Profile
"Melanie Armstrong brings scholarly and applied political approaches to her work with Western’s School of Environment & Sustainability, where she also serves as Public Lands Coordinator."
Melanie Armstrong brings scholarly and applied political approaches to her work with Western’s School of Environment & Sustainability, where she serves as Public Lands Coordinator. Her background includes a master’s degree in communications (Ohio University, 2003), a doctorate in American studies (University of New Mexico, 2011), postdoctoral work in both environmental history (University of California, Davis, 2012-13) and cultural geography (University of California, Berkeley, 2013-15) and a career with the National Park Service.
She teaches courses on public lands, environmental policy, politics of nature, management skills and environmental history. Her goal as a teacher is to inspire students to be critical thinkers and communicators who are driven to work for justice in whatever career they pursue. She aims to turn the classroom into a space that forges transformative interactions with the world at large, which will last long after students graduate.
She mentors students who are working with governments and communities to address issues in complex, cultural and scientific landscapes. Her students have developed projects in wilderness stewardship with the U.S. Forest Service, visitor education with the Bureau of Land Management and strategic planning with the National Park Service. She has also mentored students in community organizing, including a local initiative to protect legislatively public lands in Gunnison County. These projects have generated documents that are used extensively by land managers at all levels, creating networks of stakeholders who continue to work together in the community.
Her research uses fine-grained historical research and ethnography to study how nature transforms social relations, pulling diverse theories and methods from geography, history and science studies to entangle ideals of nature with political practices. She is author of “Germ Wars: The Politics of Microbes and America’s Landscape of Fear” (University of California Press, 2017) and coauthor of “Environmental Realism: Challenging Solutions” (Palgrave Macmillan, 2017). “Environmental Realism” examines how solutions-oriented language limits collective action, arguing that new ways of thinking and speaking about environmental issues are vital to addressing modern socio-environmental challenges.
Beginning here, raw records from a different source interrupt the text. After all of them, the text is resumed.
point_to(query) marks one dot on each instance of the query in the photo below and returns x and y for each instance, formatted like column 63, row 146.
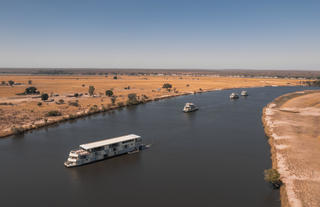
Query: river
column 212, row 157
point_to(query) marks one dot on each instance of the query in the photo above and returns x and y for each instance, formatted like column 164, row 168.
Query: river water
column 212, row 157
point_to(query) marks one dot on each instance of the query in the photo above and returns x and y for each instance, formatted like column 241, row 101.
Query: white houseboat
column 234, row 96
column 244, row 93
column 103, row 149
column 189, row 107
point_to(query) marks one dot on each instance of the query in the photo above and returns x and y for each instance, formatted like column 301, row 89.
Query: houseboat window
column 98, row 148
column 114, row 145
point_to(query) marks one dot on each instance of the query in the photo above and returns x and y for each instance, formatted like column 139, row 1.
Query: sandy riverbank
column 22, row 112
column 292, row 124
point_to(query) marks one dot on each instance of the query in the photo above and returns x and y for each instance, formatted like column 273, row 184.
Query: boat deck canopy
column 105, row 142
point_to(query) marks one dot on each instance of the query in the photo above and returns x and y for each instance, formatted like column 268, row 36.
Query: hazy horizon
column 208, row 35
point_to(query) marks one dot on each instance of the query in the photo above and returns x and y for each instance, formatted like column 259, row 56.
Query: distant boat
column 244, row 93
column 234, row 96
column 189, row 107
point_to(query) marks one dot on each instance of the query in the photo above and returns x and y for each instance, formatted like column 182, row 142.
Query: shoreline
column 283, row 146
column 88, row 112
column 20, row 113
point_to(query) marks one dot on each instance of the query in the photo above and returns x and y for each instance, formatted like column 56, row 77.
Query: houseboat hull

Solutionist thinking perpetuates a problem-solution-problem cycle that elides the reality that human systems and biophysical systems are deeply entwined.
“Germ Wars” presents a similar scrutiny of environmental landscapes, showing how massive expenditures on disease control throughout human history emerge from the belief that nature—in this case microbes—can be managed through cultural practices. This book aims to show how the work to secure the nation against disease binds citizenship, governance and justice to new ways of knowing nature and life itself.
During her 15-year National Park Service career, she participated firsthand in the political actions that shape the natural and cultural landscapes of the American West and contemplating how social ideals of “wilderness” and “conservation” materialize through environmental management. This career provided a laboratory for exploring how deeply-seated ideas of nature are inscribed in the landscapes of the West and Southwest, informing her teaching and scholarship, and building her desire to understand how powerful stories of nature shape the modern social experience.